Even the Not One Of Us Ones understand better than you. The good news is for them too. Even the ones who have funny accents and strange ways of dressing and interacting. The kingdom of God—healing, wholeness, welcome, sustenance and love and joy—is for everyone.Whoever they are, just as they are, right now, where they are.
Even in the midst of mess.
Especially in the midst of mess.

We can’t wait for the mess to be tidied up for the Kingdom to show up. And we don’t have to. Again and again, from his birth in a barn surrounded by farm animals and the smell of cow plop, to his death on a cross surrounded by criminals and jeering crowds, Jesus shows us that it is precisely there, in the messes and anxieties and places of apparent disaster, where the Kingdom of God may be found. And yes, it too is messy and strange and puts us out of our usual places of comfort and ease.

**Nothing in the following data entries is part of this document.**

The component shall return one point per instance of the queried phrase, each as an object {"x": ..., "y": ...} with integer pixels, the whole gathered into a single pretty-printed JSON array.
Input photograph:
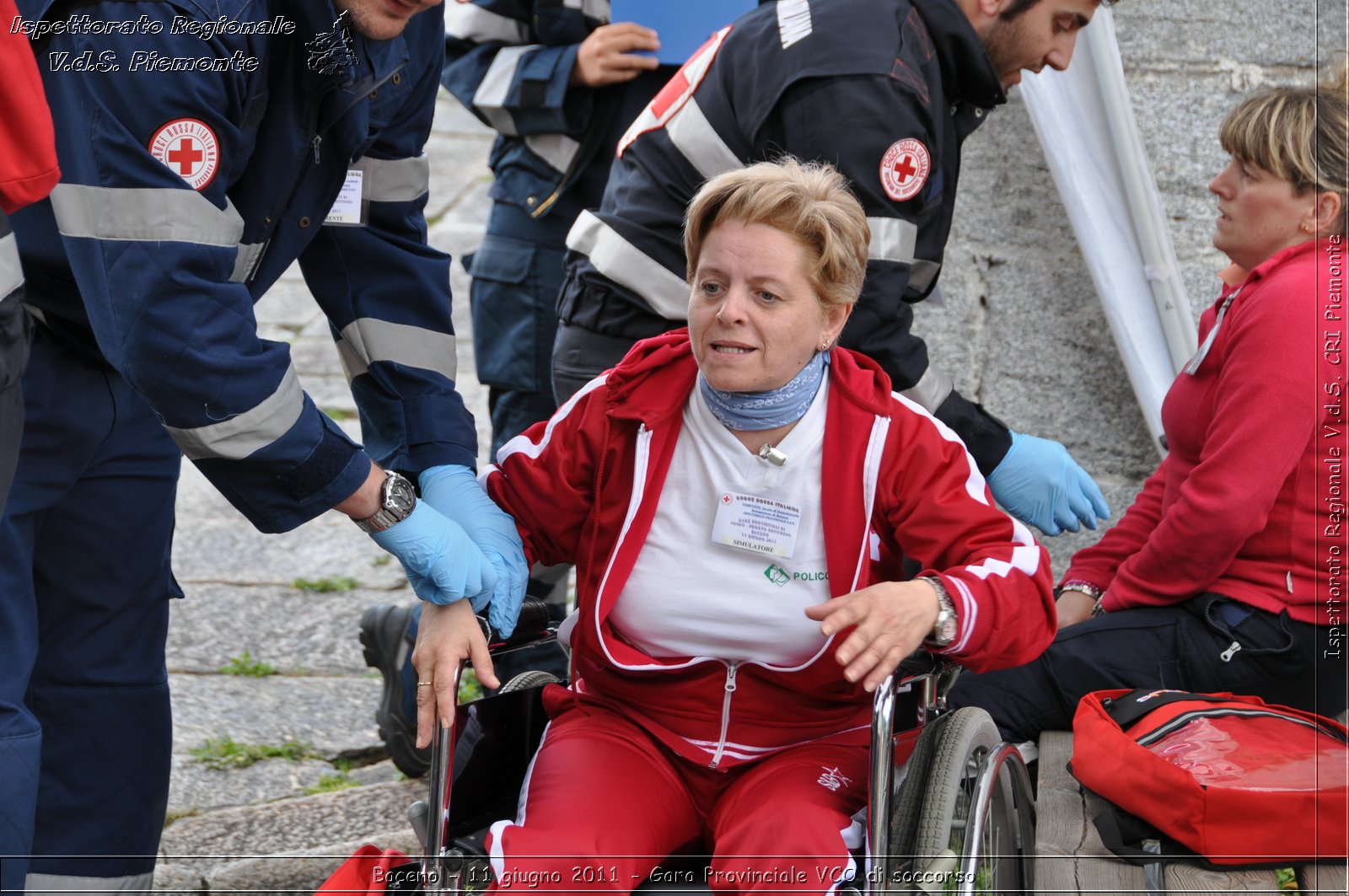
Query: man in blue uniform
[
  {"x": 204, "y": 148},
  {"x": 559, "y": 84},
  {"x": 884, "y": 89}
]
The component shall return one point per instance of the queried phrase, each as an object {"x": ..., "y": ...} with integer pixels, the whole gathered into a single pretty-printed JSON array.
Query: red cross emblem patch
[
  {"x": 904, "y": 169},
  {"x": 189, "y": 148}
]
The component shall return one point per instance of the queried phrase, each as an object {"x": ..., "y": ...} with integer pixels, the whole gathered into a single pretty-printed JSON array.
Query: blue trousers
[
  {"x": 1187, "y": 647},
  {"x": 517, "y": 274},
  {"x": 85, "y": 730}
]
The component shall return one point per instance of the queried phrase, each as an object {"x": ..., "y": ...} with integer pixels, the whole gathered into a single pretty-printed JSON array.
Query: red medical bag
[{"x": 1231, "y": 777}]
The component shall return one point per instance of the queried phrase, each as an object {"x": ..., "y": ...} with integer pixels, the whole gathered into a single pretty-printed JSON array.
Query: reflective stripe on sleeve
[
  {"x": 11, "y": 274},
  {"x": 629, "y": 266},
  {"x": 395, "y": 180},
  {"x": 593, "y": 8},
  {"x": 246, "y": 260},
  {"x": 699, "y": 142},
  {"x": 492, "y": 94},
  {"x": 931, "y": 389},
  {"x": 470, "y": 22},
  {"x": 556, "y": 148},
  {"x": 67, "y": 884},
  {"x": 892, "y": 239},
  {"x": 368, "y": 341},
  {"x": 245, "y": 433},
  {"x": 145, "y": 215}
]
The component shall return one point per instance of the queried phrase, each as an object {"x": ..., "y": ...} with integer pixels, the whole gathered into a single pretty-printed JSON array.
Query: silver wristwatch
[
  {"x": 397, "y": 500},
  {"x": 943, "y": 630}
]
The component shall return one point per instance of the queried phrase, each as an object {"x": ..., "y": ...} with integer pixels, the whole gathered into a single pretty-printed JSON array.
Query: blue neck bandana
[{"x": 771, "y": 409}]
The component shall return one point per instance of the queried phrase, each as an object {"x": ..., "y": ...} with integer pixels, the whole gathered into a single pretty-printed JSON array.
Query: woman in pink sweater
[{"x": 1228, "y": 572}]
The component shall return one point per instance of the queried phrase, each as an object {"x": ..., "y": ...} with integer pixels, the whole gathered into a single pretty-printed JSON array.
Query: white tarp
[{"x": 1090, "y": 138}]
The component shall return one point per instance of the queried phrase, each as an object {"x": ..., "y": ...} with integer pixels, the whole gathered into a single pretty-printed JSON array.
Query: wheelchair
[{"x": 958, "y": 817}]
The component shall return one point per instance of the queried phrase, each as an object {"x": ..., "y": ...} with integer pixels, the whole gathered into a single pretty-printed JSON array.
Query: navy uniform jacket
[
  {"x": 509, "y": 62},
  {"x": 884, "y": 89},
  {"x": 185, "y": 195}
]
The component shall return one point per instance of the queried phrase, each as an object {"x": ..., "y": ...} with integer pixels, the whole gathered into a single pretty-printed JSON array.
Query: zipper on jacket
[
  {"x": 726, "y": 713},
  {"x": 567, "y": 175},
  {"x": 290, "y": 188}
]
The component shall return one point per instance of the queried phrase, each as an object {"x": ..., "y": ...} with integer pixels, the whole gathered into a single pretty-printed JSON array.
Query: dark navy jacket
[
  {"x": 854, "y": 83},
  {"x": 161, "y": 278},
  {"x": 509, "y": 62}
]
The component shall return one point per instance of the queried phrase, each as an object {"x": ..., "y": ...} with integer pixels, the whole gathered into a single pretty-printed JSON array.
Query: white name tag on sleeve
[{"x": 347, "y": 208}]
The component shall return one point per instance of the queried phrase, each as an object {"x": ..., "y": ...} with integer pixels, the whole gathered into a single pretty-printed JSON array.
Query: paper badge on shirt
[{"x": 755, "y": 523}]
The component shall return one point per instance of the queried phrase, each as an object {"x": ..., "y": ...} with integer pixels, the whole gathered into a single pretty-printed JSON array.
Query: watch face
[
  {"x": 946, "y": 630},
  {"x": 400, "y": 494}
]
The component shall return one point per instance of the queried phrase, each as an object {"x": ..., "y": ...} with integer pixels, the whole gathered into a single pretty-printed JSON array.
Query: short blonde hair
[
  {"x": 1299, "y": 135},
  {"x": 811, "y": 201}
]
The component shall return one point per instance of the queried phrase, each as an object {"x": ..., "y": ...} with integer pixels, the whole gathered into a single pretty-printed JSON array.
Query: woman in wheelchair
[{"x": 725, "y": 494}]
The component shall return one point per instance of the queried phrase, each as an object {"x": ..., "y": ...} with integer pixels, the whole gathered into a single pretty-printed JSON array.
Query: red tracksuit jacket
[{"x": 583, "y": 489}]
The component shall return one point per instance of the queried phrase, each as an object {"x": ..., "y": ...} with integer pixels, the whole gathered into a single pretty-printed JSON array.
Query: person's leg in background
[
  {"x": 15, "y": 332},
  {"x": 580, "y": 355},
  {"x": 517, "y": 274},
  {"x": 85, "y": 581},
  {"x": 1180, "y": 647}
]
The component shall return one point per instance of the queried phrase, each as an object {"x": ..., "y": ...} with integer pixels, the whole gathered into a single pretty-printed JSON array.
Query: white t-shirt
[{"x": 690, "y": 595}]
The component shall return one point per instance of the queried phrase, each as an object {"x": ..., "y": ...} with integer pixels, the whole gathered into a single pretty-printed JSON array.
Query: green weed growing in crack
[
  {"x": 224, "y": 754},
  {"x": 328, "y": 584},
  {"x": 330, "y": 783},
  {"x": 247, "y": 666}
]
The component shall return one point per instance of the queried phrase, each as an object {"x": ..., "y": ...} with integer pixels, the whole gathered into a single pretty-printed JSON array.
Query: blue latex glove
[
  {"x": 442, "y": 561},
  {"x": 454, "y": 490},
  {"x": 1040, "y": 483}
]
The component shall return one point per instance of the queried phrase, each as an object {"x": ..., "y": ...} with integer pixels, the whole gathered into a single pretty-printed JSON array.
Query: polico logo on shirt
[{"x": 780, "y": 577}]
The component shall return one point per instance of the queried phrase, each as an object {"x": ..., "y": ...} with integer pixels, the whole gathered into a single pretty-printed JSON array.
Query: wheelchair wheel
[
  {"x": 908, "y": 803},
  {"x": 532, "y": 679},
  {"x": 977, "y": 806}
]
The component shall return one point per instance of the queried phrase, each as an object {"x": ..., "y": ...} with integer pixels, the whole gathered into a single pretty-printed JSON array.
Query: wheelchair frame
[{"x": 985, "y": 795}]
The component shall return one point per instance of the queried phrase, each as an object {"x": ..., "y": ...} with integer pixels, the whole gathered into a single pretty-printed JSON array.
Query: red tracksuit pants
[{"x": 605, "y": 803}]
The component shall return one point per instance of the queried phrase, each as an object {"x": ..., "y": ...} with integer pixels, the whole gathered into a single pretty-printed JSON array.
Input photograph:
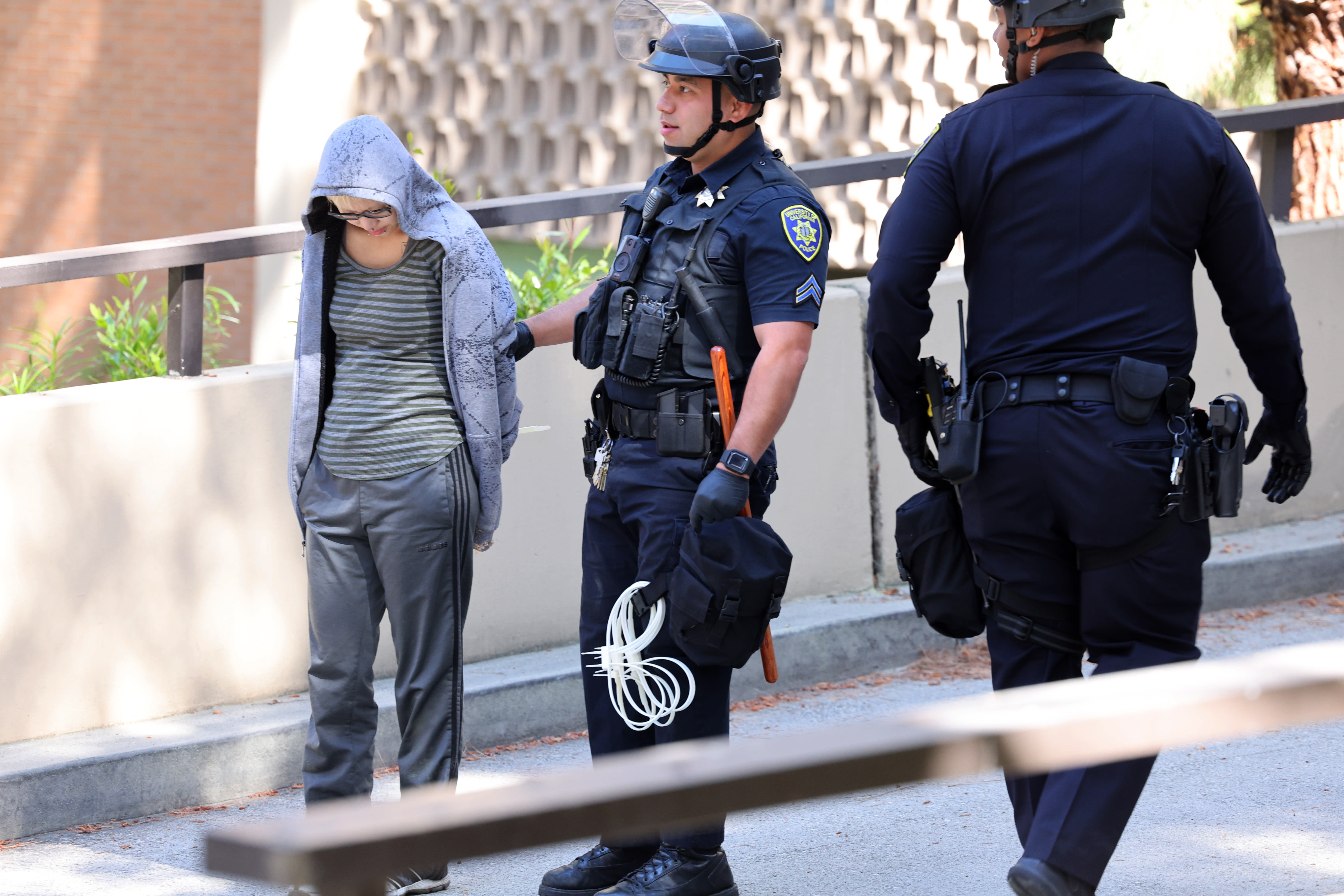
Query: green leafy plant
[
  {"x": 1251, "y": 80},
  {"x": 557, "y": 275},
  {"x": 214, "y": 331},
  {"x": 50, "y": 362},
  {"x": 131, "y": 332},
  {"x": 442, "y": 177}
]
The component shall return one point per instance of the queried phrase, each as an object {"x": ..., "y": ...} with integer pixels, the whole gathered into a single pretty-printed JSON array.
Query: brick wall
[{"x": 124, "y": 120}]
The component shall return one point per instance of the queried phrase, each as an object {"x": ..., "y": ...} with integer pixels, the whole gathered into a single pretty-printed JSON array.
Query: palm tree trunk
[{"x": 1310, "y": 62}]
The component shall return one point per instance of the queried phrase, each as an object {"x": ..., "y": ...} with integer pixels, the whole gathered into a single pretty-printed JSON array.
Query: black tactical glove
[
  {"x": 523, "y": 342},
  {"x": 1290, "y": 464},
  {"x": 721, "y": 498},
  {"x": 915, "y": 443}
]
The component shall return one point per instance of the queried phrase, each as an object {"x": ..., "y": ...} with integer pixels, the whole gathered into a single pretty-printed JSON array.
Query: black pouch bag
[
  {"x": 935, "y": 558},
  {"x": 726, "y": 588},
  {"x": 685, "y": 433},
  {"x": 1136, "y": 388}
]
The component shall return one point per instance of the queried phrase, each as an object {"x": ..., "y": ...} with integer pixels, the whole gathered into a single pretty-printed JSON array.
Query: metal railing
[
  {"x": 185, "y": 257},
  {"x": 347, "y": 847}
]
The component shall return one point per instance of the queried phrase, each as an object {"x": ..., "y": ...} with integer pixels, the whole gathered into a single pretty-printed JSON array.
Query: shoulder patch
[
  {"x": 923, "y": 146},
  {"x": 810, "y": 289},
  {"x": 803, "y": 229}
]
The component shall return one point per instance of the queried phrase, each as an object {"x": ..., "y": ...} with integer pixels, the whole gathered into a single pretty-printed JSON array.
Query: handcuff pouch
[
  {"x": 683, "y": 425},
  {"x": 1136, "y": 388}
]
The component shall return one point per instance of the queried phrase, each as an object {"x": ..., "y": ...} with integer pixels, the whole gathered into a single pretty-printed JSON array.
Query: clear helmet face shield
[{"x": 687, "y": 35}]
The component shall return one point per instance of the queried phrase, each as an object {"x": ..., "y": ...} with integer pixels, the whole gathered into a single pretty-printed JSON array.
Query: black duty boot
[
  {"x": 1034, "y": 878},
  {"x": 596, "y": 870},
  {"x": 419, "y": 881},
  {"x": 677, "y": 871}
]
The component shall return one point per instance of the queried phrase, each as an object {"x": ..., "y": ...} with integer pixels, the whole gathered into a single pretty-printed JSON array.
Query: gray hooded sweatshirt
[{"x": 365, "y": 159}]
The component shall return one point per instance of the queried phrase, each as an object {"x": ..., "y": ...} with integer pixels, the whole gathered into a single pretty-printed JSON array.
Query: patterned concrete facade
[{"x": 529, "y": 96}]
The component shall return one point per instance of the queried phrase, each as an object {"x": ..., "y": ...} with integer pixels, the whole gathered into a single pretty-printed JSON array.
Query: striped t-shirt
[{"x": 392, "y": 412}]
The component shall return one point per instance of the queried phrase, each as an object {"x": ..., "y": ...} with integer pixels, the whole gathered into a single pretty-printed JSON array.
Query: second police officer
[
  {"x": 752, "y": 246},
  {"x": 1084, "y": 199}
]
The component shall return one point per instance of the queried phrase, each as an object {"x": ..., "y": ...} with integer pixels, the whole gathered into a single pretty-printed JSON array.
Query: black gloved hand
[
  {"x": 1291, "y": 463},
  {"x": 721, "y": 498},
  {"x": 523, "y": 342},
  {"x": 915, "y": 443}
]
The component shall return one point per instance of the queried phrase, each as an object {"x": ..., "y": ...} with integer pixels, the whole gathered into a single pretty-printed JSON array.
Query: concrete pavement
[{"x": 1243, "y": 819}]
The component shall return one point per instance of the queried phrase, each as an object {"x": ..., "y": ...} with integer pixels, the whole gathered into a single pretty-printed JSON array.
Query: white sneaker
[{"x": 425, "y": 881}]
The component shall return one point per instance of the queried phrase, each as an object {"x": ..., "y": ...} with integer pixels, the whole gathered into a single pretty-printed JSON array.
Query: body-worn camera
[{"x": 630, "y": 260}]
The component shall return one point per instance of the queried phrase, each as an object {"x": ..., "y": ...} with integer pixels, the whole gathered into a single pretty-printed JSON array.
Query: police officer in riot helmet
[
  {"x": 1084, "y": 199},
  {"x": 725, "y": 246}
]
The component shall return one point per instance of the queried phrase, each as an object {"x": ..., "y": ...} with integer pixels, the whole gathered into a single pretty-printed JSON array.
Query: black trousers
[
  {"x": 403, "y": 546},
  {"x": 631, "y": 532},
  {"x": 1056, "y": 477}
]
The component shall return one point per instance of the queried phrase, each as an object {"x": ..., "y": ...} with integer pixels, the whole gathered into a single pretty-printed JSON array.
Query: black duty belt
[
  {"x": 1040, "y": 389},
  {"x": 634, "y": 422}
]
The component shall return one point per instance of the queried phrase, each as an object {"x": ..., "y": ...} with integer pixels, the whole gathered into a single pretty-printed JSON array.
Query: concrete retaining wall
[{"x": 153, "y": 563}]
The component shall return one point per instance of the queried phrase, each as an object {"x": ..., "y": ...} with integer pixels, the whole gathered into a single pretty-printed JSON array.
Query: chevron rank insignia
[
  {"x": 810, "y": 289},
  {"x": 803, "y": 229}
]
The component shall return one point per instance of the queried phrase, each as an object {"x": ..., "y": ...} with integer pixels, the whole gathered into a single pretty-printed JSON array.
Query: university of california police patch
[
  {"x": 803, "y": 229},
  {"x": 810, "y": 289}
]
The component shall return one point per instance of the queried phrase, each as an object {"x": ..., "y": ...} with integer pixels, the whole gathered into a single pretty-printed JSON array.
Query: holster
[
  {"x": 1228, "y": 450},
  {"x": 959, "y": 444}
]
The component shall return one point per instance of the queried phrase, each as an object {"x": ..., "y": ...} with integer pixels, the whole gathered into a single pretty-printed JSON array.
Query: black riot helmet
[
  {"x": 690, "y": 38},
  {"x": 1096, "y": 19}
]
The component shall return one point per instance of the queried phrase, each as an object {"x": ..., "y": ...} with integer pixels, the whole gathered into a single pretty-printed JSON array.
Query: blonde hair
[{"x": 342, "y": 203}]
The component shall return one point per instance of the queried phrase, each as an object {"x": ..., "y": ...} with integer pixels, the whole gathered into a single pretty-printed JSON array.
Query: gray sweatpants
[{"x": 403, "y": 546}]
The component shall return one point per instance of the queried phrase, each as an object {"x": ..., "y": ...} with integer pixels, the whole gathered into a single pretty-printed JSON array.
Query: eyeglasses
[{"x": 386, "y": 211}]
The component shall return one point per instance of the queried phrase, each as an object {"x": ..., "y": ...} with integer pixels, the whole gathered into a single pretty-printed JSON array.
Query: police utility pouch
[
  {"x": 726, "y": 589},
  {"x": 959, "y": 453},
  {"x": 1138, "y": 388},
  {"x": 1228, "y": 424},
  {"x": 682, "y": 425},
  {"x": 591, "y": 328},
  {"x": 935, "y": 557}
]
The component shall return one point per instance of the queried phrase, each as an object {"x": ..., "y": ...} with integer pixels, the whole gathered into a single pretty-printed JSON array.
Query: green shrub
[
  {"x": 131, "y": 332},
  {"x": 50, "y": 362},
  {"x": 556, "y": 276}
]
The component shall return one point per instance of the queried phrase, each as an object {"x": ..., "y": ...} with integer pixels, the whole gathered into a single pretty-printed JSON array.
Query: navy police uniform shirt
[
  {"x": 1084, "y": 198},
  {"x": 775, "y": 244}
]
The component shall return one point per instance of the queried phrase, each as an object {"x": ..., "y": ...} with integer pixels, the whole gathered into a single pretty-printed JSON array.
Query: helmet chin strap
[
  {"x": 1015, "y": 49},
  {"x": 716, "y": 127}
]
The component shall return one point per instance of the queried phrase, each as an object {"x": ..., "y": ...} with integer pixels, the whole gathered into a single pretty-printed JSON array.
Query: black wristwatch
[{"x": 739, "y": 463}]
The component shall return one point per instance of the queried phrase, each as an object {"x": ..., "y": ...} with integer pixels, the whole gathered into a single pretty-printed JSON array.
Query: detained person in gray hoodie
[{"x": 405, "y": 409}]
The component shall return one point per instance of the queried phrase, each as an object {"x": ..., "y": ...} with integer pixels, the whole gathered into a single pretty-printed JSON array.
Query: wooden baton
[{"x": 729, "y": 418}]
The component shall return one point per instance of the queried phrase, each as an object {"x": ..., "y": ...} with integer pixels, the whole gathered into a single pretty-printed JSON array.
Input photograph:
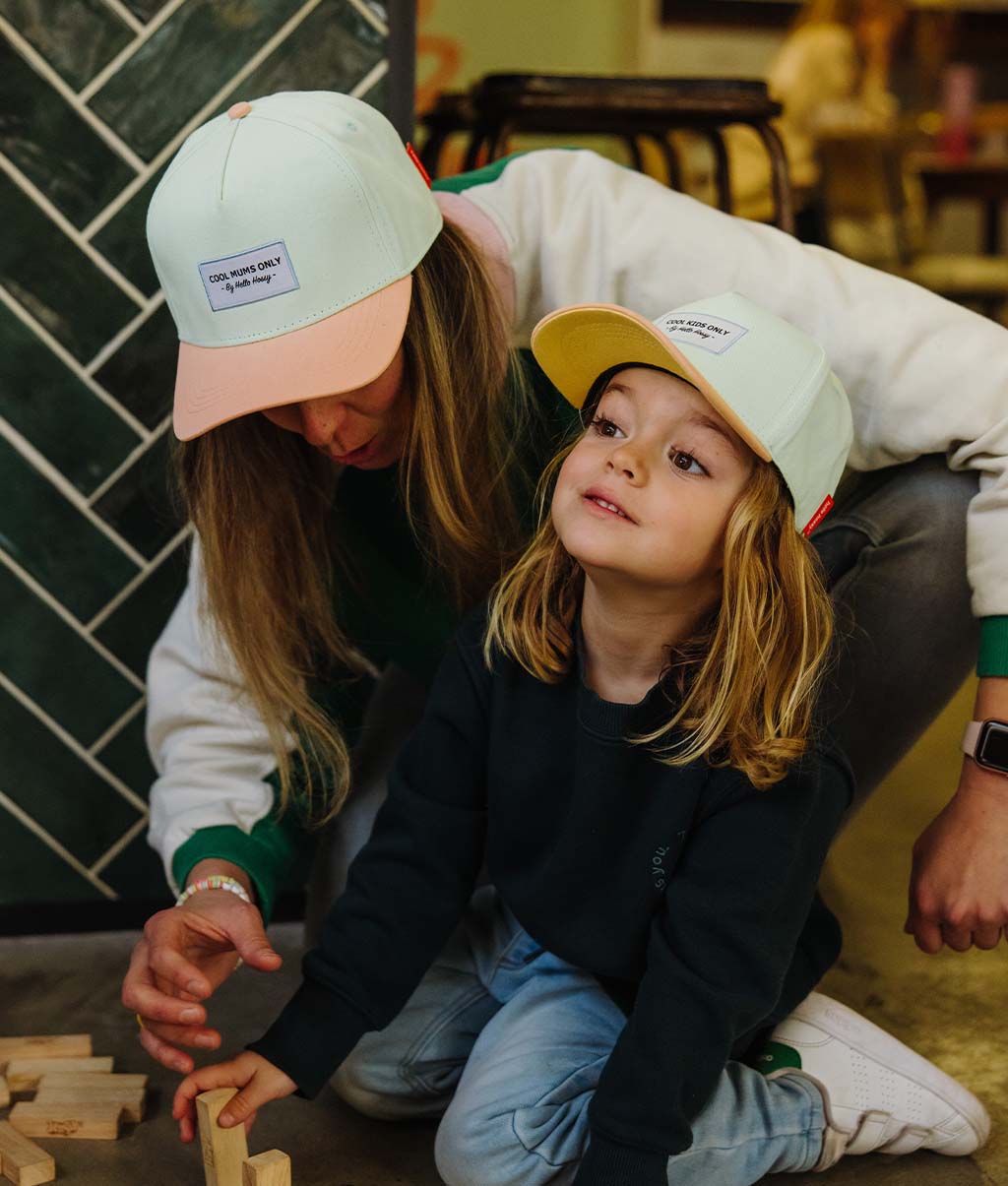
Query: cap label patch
[
  {"x": 712, "y": 334},
  {"x": 249, "y": 277},
  {"x": 826, "y": 507}
]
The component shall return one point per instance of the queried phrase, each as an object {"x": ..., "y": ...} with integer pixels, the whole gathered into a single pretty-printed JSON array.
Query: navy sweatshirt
[{"x": 689, "y": 895}]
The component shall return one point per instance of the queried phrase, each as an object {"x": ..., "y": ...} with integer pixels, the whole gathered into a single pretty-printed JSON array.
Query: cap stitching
[
  {"x": 346, "y": 166},
  {"x": 226, "y": 157}
]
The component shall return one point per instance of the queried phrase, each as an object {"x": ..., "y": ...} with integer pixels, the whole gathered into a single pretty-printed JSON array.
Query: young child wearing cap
[
  {"x": 380, "y": 343},
  {"x": 627, "y": 735}
]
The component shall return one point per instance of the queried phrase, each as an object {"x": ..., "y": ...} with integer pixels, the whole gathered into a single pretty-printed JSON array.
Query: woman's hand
[
  {"x": 256, "y": 1077},
  {"x": 185, "y": 954}
]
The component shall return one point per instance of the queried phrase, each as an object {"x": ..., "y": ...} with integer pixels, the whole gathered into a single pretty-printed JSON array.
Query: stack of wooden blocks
[
  {"x": 76, "y": 1094},
  {"x": 225, "y": 1155}
]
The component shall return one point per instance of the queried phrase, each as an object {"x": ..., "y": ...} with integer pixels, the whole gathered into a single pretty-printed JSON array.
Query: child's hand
[{"x": 256, "y": 1077}]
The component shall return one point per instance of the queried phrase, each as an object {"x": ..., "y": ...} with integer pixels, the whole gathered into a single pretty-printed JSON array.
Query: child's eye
[
  {"x": 605, "y": 427},
  {"x": 685, "y": 462}
]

Jesus, the revelation of God’s desire for all people, comes into the midst of our messes, for just that reason—to show that the Kingdom is for all of these, is already present somehow, even in ways we don’t recognize or understand. For Iraq and Gaza. For the Ukraine, and for Ferguson, Missouri. For Michael Brown, and Robin Williams.And for us, in our own places of mess.

Like the Canaanite woman, we are allowed to call out, to cry out for God’s healing and attention in the places and for the people who have most need of it. In fact, it is our work to do just that. To ask, and to enact. To call upon God’s mercy, and to
be agents of that mercy. Our hands, our feet, our gifts and skills deployed for God’s mission in the world.

So then.

How will you invite Jesus into your place of mess this week, this day, this moment? And how will you carry the Kingdom of God as a follower of Jesus, this day, this week, in the world outside these doors?